Europe and the United States increased the pressure on Serbia over most wanted war crimes fugitives Radovan Karadzic and Ratko Mladic, following the arrest in Spain of top Croatian fugitive Ante Gotovina.

A chorus of international praise for the former general's arrest on Wednesday has thrown the spotlight on Serbia and the Serb part of Bosnia for failing to track down the two genocide suspects, fugitives for the past decade.

Arresting the fugitives is crucial for both country's hopes of joining the European Union and NATO.

Visiting Belgrade, French Foreign Minister Philippe Douste-Blazy said Croatia had kept its promise to help in the search for Gotovina - arrested on Spain's Canary Islands with the cooperation of Zagreb - and now Serbia should follow suit.

"Croatia said it would do it and has done it. It is important Serbia does it as well," he told reporters. "Asking for cooperation is one thing, getting it is another."

Douste-Blazy said Belgrade's cooperation with the tribunal "will not be complete until Mladic and Karadzic are in The Hague." He was backed up by the United States and German ambassadors to Belgrade in separate briefings for journalists.

Bosnian Serb wartime leader Radovan Karadzic and his military chief Ratko Mladic top the list of most wanted at the Hague-based UN tribunal, set up to try war crimes from the breakup of Yugoslavia in the 1990s.

Both are indicted for the 1995 Srebrenica massacre of 8,000 Muslims and for the siege of Sarajevo, which claimed over 10,000 lives during the 1992-95 war in Bosnia.
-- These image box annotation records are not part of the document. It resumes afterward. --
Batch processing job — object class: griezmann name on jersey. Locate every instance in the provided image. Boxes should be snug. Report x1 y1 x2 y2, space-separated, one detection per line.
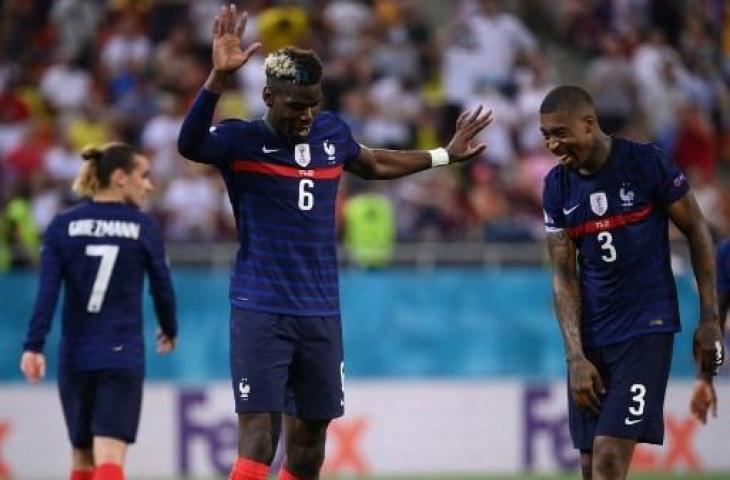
24 201 177 371
543 137 689 347
179 90 360 316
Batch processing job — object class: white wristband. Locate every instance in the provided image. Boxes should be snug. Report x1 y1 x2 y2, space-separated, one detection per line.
428 148 449 168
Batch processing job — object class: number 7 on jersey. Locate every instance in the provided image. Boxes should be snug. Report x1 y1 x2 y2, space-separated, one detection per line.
86 245 119 313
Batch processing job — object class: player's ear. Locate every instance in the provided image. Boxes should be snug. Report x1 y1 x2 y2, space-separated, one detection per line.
583 114 598 133
109 168 128 188
261 85 274 108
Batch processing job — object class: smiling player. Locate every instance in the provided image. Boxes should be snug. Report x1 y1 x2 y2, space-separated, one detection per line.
178 6 491 480
540 86 723 480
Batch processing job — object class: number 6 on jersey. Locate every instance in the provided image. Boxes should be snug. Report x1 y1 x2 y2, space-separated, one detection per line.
598 232 617 262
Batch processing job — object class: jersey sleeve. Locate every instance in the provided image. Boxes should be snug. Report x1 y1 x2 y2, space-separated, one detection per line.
542 170 565 233
144 218 177 338
717 241 730 295
177 89 232 165
338 117 362 165
652 145 689 205
23 218 63 353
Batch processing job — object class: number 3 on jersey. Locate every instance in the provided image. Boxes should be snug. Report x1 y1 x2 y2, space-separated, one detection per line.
86 245 119 313
298 178 314 210
598 232 616 262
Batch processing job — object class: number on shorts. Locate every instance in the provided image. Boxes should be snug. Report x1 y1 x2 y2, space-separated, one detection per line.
86 245 119 313
629 383 646 417
598 232 616 262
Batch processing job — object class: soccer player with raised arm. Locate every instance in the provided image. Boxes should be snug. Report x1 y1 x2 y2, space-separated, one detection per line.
178 6 491 480
20 143 177 480
540 86 723 480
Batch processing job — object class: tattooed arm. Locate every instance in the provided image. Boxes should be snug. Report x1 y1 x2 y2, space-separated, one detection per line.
667 192 723 380
667 192 724 423
547 230 605 414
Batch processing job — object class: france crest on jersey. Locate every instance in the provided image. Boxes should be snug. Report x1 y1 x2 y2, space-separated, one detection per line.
543 138 689 346
199 112 360 316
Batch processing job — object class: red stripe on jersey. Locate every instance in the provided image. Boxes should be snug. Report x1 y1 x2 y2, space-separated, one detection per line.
568 205 651 238
231 160 342 180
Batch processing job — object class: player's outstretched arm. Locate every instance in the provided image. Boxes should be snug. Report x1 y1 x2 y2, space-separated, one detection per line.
155 329 177 355
667 192 724 381
205 4 261 93
20 350 46 383
547 230 606 414
717 292 730 335
177 5 261 163
346 106 492 180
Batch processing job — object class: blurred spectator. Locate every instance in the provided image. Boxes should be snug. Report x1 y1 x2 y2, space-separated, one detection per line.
515 54 555 152
344 188 396 268
141 94 184 183
50 0 104 62
0 183 40 268
674 103 717 184
43 132 81 185
0 0 730 249
322 0 374 57
254 0 311 52
160 159 220 242
466 0 537 87
68 99 115 152
40 49 91 113
101 12 152 77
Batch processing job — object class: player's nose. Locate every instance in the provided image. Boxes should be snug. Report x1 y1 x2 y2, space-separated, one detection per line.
545 140 560 155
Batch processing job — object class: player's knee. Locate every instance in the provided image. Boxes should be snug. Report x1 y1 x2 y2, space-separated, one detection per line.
286 427 327 478
593 444 628 480
580 453 593 480
286 442 324 478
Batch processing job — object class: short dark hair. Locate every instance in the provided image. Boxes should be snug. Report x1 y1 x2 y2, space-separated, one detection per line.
264 46 323 87
540 85 593 114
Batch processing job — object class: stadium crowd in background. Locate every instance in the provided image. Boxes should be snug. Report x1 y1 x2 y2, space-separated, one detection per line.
0 0 730 269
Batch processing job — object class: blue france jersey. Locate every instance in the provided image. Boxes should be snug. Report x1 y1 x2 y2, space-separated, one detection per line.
24 202 177 370
179 90 360 316
543 138 689 347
Their continued freedom threatens to stall efforts by Serbia and its smaller sister republic Montenegro to join the European Union and NATO. NATO troops in Bosnia have also been criticised for their failure to catch the two leaders after the war.

Papers turn up

The EU opened negotiations in October with Serbia-Montenegro on a Stabilisation and Association Agreement, the first step on the long ladder to EU accession. But EU officials say integration is conditional on at least the arrest of Mladic.

Germany's ambassador in Belgrade, Andreas Zobel, told reporters the European Union's patience was "limited". His US counterpart, Michael Polt, said the arrest of Gotovina increased Croatia's lead over Serbia-Montenegro in the race for Euro-Atlantic integration.
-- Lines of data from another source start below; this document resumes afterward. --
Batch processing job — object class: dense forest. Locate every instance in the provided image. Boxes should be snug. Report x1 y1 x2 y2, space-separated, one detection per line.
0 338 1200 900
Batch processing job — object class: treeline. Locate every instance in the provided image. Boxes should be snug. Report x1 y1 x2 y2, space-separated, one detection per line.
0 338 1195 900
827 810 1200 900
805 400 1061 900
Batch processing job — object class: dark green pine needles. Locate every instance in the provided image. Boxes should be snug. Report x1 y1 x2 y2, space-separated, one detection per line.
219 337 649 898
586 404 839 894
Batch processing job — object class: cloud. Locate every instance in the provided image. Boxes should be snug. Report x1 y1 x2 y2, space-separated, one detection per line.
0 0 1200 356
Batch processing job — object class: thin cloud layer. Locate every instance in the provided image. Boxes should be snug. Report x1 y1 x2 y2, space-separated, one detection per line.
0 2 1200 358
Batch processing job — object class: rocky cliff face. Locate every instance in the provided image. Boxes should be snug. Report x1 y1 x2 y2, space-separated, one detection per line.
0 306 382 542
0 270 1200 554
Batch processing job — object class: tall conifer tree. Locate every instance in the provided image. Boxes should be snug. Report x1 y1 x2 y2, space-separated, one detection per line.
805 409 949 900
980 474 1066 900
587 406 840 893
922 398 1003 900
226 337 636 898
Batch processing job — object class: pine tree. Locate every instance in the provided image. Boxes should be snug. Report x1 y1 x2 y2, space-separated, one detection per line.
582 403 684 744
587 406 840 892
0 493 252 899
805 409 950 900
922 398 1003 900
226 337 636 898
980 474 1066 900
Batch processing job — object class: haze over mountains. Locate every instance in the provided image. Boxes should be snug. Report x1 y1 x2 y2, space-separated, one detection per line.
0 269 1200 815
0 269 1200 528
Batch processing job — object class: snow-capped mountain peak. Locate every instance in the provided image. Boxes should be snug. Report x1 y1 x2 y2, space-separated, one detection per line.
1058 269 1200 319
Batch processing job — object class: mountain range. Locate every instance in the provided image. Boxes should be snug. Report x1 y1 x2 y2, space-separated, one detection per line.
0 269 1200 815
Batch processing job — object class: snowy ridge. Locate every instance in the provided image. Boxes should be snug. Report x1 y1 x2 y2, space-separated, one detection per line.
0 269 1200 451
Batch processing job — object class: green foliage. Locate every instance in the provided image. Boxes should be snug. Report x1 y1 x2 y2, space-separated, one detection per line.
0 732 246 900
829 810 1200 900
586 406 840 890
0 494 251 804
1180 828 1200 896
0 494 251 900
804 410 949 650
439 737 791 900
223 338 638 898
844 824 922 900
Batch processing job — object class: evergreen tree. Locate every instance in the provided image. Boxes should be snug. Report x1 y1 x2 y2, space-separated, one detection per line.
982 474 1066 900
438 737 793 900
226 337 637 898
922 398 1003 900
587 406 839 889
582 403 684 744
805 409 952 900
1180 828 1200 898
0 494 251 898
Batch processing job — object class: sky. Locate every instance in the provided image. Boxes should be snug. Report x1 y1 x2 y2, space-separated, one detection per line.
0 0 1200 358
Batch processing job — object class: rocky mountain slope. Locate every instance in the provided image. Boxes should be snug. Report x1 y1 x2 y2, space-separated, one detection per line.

Anxious to show it was doing something, Serbia on Friday said it had found the missing pages of Mladic's military file that del Ponte has been requesting in order to prepare her case.

Serbia has delivered 13 suspects to the Hague-based court in the past year, but deadlines for Mladic have come and gone.

The tribunal says the search for Karadzic has recently gone cold, but it is certain that Mladic is often in Serbia.

Amid much hand-wringing, Serbian politicians have admitted Gotovina's arrest will turn the screws on Belgrade.

"We must confront that pressure before we are shoved up against the wall, by fulfilling our obligations as far as that is possible considering no one, not even in the international community, really knows where Mladic is hiding," said Rasim Ljajic, the minister in charge of Hague cooperation.